Ricordi confusi: una divisa, il rumore della palla che viene a contatto con le braccia arrossate; l’odore del cloro, i muscoli che tirano; il vento tra i capelli, la leggerezza e la velocità; il verde, l’altezza, il cielo così vicino, la fatica che rende vivi, la meta raggiunta; la bici, la mia bici, il mio tempo; la sabbia, l’odore della crema, l’abbronzatura, il copricostume, il costume, l’ombrellone, il mare mosso, il sole, il mio tempo, il mio tempo si è rotto e i cocci non li vuole nessuno. Nemmeno io.

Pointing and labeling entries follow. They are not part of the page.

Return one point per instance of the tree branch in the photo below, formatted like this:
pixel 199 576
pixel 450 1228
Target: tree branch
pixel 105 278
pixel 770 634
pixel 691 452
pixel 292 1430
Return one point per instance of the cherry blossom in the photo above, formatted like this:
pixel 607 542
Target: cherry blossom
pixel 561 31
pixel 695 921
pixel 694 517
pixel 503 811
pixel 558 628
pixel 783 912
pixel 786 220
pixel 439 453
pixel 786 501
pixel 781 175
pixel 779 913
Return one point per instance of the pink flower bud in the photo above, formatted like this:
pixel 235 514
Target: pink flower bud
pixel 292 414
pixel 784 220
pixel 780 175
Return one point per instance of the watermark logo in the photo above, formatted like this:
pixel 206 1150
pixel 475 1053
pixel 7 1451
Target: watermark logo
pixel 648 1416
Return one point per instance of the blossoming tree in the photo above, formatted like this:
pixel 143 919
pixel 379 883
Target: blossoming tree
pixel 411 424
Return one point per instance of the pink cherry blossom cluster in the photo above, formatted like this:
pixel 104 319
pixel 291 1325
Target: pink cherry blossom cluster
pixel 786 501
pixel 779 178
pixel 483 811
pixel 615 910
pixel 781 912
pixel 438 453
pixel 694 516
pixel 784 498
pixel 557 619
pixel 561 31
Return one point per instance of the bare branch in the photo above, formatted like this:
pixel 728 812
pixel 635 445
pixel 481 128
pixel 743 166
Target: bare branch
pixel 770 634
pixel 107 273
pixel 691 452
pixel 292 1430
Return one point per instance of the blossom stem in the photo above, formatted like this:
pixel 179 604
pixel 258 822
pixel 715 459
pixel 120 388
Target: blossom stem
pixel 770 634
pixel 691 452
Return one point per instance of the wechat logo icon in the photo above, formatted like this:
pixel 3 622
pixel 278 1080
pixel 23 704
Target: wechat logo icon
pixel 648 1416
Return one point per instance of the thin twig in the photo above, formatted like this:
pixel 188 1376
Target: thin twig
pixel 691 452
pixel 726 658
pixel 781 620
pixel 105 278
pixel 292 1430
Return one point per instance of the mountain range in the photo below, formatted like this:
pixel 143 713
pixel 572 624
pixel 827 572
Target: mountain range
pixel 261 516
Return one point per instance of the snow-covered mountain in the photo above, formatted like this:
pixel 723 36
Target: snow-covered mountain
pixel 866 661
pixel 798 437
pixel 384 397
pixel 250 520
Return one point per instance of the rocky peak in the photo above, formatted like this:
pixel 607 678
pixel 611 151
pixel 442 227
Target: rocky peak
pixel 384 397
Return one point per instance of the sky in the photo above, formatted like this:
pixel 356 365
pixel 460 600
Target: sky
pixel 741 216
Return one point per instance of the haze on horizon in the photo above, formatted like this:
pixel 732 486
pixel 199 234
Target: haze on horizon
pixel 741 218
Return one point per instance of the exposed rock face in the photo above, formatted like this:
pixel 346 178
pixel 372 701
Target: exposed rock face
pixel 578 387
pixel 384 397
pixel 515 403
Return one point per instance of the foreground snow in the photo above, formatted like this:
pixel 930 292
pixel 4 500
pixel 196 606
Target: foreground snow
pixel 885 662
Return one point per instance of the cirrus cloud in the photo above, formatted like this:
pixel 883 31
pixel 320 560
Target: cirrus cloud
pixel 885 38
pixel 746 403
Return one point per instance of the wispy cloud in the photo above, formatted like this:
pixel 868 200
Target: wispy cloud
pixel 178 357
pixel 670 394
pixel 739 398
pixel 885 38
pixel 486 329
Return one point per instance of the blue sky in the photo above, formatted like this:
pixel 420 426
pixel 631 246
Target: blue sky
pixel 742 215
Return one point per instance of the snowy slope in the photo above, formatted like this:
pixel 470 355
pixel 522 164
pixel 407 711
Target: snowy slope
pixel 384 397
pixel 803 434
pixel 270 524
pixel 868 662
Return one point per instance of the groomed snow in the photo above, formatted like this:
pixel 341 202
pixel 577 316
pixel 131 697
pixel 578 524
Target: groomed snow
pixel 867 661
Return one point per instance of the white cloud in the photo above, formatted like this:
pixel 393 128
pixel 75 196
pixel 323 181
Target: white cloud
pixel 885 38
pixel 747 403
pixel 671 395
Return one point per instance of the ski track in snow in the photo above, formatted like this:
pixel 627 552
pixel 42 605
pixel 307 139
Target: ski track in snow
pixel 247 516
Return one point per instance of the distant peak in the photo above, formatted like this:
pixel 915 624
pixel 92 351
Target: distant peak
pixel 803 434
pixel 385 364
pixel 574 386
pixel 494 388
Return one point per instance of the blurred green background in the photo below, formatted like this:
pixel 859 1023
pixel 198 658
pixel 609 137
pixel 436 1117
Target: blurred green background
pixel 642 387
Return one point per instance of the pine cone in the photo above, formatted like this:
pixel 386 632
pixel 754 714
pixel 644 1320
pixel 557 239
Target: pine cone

Il mio tempo mi manca, spesso mi illudo che sia ancora lì e che possa riprendermelo quando voglio ma non è così. Il mio tempo è perso e ha lasciato un vuoto enorme che cerco di riempire ma più metto cose e più si fa vuoto e più mi perdo. Non riesco a vivere in questo limbo, è un dolore continuo che solo a tratti riesco a far tacere ma quando riprende è pungente, come un fischio persistente.

Dovevo morire anch’io con il mio tempo e non sopravvivere ad esso, sono sopravvissuta ad una parte di me che non rivedrò mai più e senza la quale non riesco ad andare avanti, non riesco ad allacciarmi al mio presente, mi sfugge.

Sono fuori dal mondo, né morta né viva.”